EA: Does an SDN controller include provision for security inherently, or does this have to be added on?
BO: It depends on the design, the product, and the application environment. In simple SDN deployments, say, in a small data center, a virtual operating system supporting SDN might include all the features required for protection. In larger environments, however, such as AT&T’s emerging virtual backbone, the protections have to be designed both within, and as add-on functions. This is partly why we decided recently to open-source our SDN controller, which was previously developed under proprietary conditions. By making the controller open, we create incentives for vendors – and this includes security vendors – to develop solutions that plug into our platform.
EA: Do you worry about the security implications of your controller being open source? Will that allow bad guys to find code vulnerabilities?
BO: We think it will do the opposite, and will improve the code through additional attention and scrutiny. Let’s face it, any prominent tier one ISP is going to receive a high level of scrutiny from the security community anyway. So the decision to open source was made in the spirit of both helping the overall global networking ecosystem, as well as encouraging security researchers to work with us as we try to provide flexible, on-demand global computing and networking for enterprise and consumers around the world.
EA: Do you run a bug bounty program? And if so, how is it going?
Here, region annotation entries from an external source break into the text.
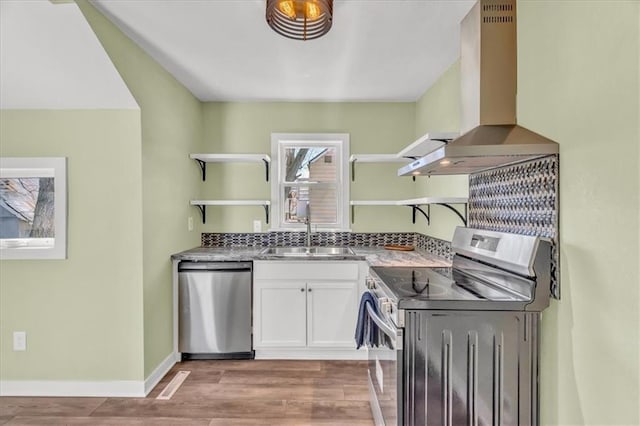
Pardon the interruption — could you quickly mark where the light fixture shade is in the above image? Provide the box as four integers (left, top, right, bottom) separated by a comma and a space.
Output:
266, 0, 333, 40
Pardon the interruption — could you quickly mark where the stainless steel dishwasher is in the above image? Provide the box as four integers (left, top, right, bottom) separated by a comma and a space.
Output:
178, 261, 254, 359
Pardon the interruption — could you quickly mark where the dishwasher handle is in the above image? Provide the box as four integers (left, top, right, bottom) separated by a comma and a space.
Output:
178, 262, 251, 272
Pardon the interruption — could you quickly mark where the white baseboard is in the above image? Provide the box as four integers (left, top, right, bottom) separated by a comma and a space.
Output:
0, 380, 145, 397
144, 352, 177, 396
0, 353, 176, 398
256, 349, 367, 360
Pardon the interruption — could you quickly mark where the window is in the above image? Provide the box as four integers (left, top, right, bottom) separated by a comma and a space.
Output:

BO: We have been operating a bug bounty program for several years at AT&T, and it’s been a wonderful experience. Security researchers in the very beginning were not always sure how bug bounties worked, and sometimes we would sometimes get input that had little to do with security or vulnerabilities. But now that the practice is so well regarded in the industry, the input we receive is valuable and appreciated.
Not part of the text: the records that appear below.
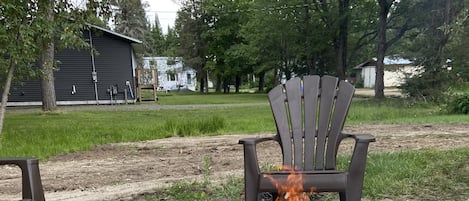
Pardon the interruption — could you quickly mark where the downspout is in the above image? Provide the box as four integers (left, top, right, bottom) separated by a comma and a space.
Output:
88, 30, 99, 105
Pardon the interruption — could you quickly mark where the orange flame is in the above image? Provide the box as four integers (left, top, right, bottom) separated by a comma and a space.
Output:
264, 166, 315, 201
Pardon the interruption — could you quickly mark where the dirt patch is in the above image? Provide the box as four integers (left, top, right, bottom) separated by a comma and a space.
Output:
0, 124, 469, 201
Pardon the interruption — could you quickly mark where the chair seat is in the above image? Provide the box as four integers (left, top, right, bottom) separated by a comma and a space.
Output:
259, 170, 348, 192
EA: Back on the issue of SDN, how much integration has been done in the AT&T core to integrate these new virtual security protections with emerging mobile security requirements?
BO: The two go hand in hand. Take threat intelligence, for example. In the earliest days when AT&T literally invented the idea of a real-time ISP-based feed of indicators from traffic, the intelligence was based on traditional networking such as PCs and servers connected to wired networks via IP addresses and ports. Now, however, by operating a unified backbone for both wired and wireless traffic, and by introducing the flexibility of SDN virtualization, we can adjust our intelligence to focus on a wider variety of endpoint issues, including mobility.
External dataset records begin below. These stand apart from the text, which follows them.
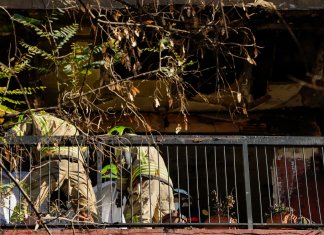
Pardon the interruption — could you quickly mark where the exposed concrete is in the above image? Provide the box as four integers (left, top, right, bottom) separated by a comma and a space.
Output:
3, 229, 321, 235
1, 0, 324, 10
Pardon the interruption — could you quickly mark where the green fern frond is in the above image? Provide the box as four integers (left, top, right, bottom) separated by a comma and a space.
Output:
37, 67, 55, 75
53, 24, 79, 49
11, 14, 48, 37
0, 96, 26, 104
79, 60, 108, 74
19, 42, 54, 60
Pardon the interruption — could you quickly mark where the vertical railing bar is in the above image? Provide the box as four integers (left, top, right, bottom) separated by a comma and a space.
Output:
203, 146, 210, 223
57, 146, 61, 222
156, 146, 162, 223
97, 143, 103, 223
242, 143, 253, 229
39, 147, 42, 217
303, 147, 312, 221
86, 146, 88, 220
293, 147, 301, 217
48, 149, 52, 218
255, 146, 263, 224
0, 148, 1, 227
130, 145, 133, 223
137, 144, 144, 223
273, 147, 282, 224
176, 146, 181, 216
186, 145, 191, 223
147, 146, 153, 223
9, 147, 12, 215
284, 146, 292, 223
264, 146, 273, 223
77, 147, 79, 218
19, 149, 22, 225
312, 147, 322, 224
223, 145, 230, 223
28, 147, 33, 224
119, 148, 123, 224
233, 146, 240, 223
195, 145, 201, 223
167, 146, 172, 223
214, 146, 220, 223
108, 146, 115, 223
67, 148, 70, 209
EA: Do you think DDOS attacks will shift to SDN?
BO: I think the DDOS attacks will certainly adjust for the new architecture, just as they have done for so many years. The difference now, however, is that where hardware has clear physical boundaries and capacities that can be targeted by attackers, software is more flexible. Furthermore, virtualization introduces the possibility that a DDOS attack can actually be absorbed by creating dynamic protection in the form of new virtual machine infrastructure, provisioned during the attack, and then de-provisioned after.
EA: Bill, you’ve been doing cyber security for decades. What are the trends that keep you up at night?
BO: I worry, like so many other CSOs and CISOs, that the offense is just getting so good. It doesn’t help that nation states are in the game now as well. Where it was once considered tough to stop hackers from defacing a Website, now those problems seem like child’s play. The new concerns are focused on preventing critical infrastructure attacks that can have negative consequences. Our team at AT&T gets up every day with a renewed desire and determination to help prevent such things from ever occurring.